De acordo com dados da pesquisa, cerca de um quarto dos pacientes com cancro ósseo já apresenta metástases no momento do diagnóstico. Esses números permaneceram estagnados, sem avanços significativos no tratamento há mais de quatro décadas.
“Quando o meu melhor amigo, diagnosticado com osteossarcoma, faleceu, eu comecei a procurar todos os estudos científicos que existiam sobre a doença. Foi aí que percebi que, durante anos, este tipo de cancro tinha sido negligenciado. E foi também aí que percebi que queria fazer a diferença, que queria ajudar todas as crianças e adolescentes diagnosticados com cancro nos ossos.”
A investigação teve como objetivo descodificar a biologia subjacente na disseminação do cancro, de forma a que fosse possível intervir a nível clínico e desenvolver novos tratamentos.
“Queremos salvar vidas e reduzir os níveis de incapacidade causados pela cirurgia”.
A equipe dedicou-se ao estudo do tipo mais comum de cancro ósseo primário, o osteossarcoma.

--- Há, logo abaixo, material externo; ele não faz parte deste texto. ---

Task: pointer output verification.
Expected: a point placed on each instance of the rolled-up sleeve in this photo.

Os fatores genéticos que causam o osteossarcoma são bem conhecidos (variantes estruturais TP53 e RB1), mas pouco se sabe sobre o que leva à sua propagação para outras partes do corpo.

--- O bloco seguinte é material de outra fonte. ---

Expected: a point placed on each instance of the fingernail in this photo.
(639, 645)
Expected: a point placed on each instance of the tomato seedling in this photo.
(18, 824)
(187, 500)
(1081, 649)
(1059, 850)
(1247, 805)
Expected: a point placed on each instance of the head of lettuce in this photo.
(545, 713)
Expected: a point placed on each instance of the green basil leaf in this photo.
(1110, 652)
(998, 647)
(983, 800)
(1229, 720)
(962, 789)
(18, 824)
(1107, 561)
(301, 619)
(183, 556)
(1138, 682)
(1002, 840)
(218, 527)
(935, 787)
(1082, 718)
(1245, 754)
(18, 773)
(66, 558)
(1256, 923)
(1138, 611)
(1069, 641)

“Era muito importante conseguirmos perceber como é que o cancro ósseo primário se espalha tão rapidamente. Para isso, desenvolvemos uma nova tecnologia capaz de isolar as células tumorais circulantes no sangue dos pacientes. Essas células eram imprescindíveis para o nosso estudo uma vez que elas realizam o processo metastático. Obtê-las foi um desafio, porque existe apenas uma dessas células por cada bilião de células sanguíneas normais; só esse processo demorou mais de 1 ano a desenvolver, mas conseguimos.”
Após a criação de um perfil de tumores, células tumorais circulantes e tumores metastáticos doados, os cientistas foram capazes de identificar um potencial fator de metástase – conhecido como MMP9.

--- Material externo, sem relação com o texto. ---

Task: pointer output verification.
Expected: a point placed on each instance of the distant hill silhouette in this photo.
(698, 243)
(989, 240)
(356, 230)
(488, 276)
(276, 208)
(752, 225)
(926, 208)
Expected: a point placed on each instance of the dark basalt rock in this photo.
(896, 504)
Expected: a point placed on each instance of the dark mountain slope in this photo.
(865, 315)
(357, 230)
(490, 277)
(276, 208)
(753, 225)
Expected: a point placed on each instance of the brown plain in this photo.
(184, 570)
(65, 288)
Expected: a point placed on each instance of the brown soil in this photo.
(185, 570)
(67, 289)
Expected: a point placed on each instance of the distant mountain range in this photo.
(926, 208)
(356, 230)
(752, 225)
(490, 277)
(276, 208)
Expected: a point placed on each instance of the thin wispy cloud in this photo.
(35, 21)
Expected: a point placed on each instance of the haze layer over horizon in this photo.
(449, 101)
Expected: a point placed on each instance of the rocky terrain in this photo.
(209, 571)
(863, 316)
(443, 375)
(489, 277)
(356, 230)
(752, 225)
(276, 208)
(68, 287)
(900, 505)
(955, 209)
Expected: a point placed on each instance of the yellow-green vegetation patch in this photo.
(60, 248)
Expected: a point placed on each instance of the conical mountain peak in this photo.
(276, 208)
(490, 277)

“O driver que identificámos é bastante conhecido no campo da oncologia. É considerado ‘intratável’ porque o tumor rapidamente se torna resistente aos tratamentos. Então, pensámos que teríamos de encontrar o ‘principal regulador’ do MMP9, para que pudéssemos ‘acionar’ o ‘não acionável’.”
A equipa começou a colaborar com cientistas da Universidade de Manchester que, por sua vez, estavam a estudar o papel do MAPK7 na regulação do MMP9, em vários tipos de cancro, incluindo osteossarcoma. Juntas, as equipas projetaram células de osteossarcoma humano que contivessem uma versão silenciada do MAPK7.
Os investigadores descobriram que quando essas células foram colocadas em ratos, o tumor primário cresceu muito mais lentamente.
Outra descoberta importante: o tumor não metastizou para os pulmões.
“O nosso estudo mostrou que o silenciamento do MAPK7 interrompeu a metástase; isso ocorreu porque esse caminho genético estava a ‘sequestrar’ uma parte específica do sistema imunitário que causou a disseminação”.
Para Darrel Green, esse marco é muito importante, porque “não só temos um caminho genético associado à metástase, como sabemos que a remoção desse caminho genético impede a disseminação do cancro.”
“Se estas descobertas forem eficazes em ensaios clínicos, podemos ser capazes de salvar muito mais vidas e melhorar a qualidade de vida dos sobreviventes. Se tudo correr bem, esta terapia será muito mais gentil, principalmente quando comparada à quimioterapia agressiva e à amputação de membros que os pacientes recebem hoje em dia.”
Já Katherine Finegan, da Universidade de Manchester, fez questão de agradecer à equipa de Darrel Green o convite de parceria.
“Foi ótimo trabalhar em conjunto com o Darrell e com a sua equipa, ainda mais tendo em conta o que este estudo alcançou: uma potencial nova forma de tratar o cancro ósseo infantil metastático, visando uma proteína chave que promove as metástases. Este trabalho descobriu uma nova opção de tratamento para o osteossarcoma, algo que não aconteceu nos últimos 40 anos.”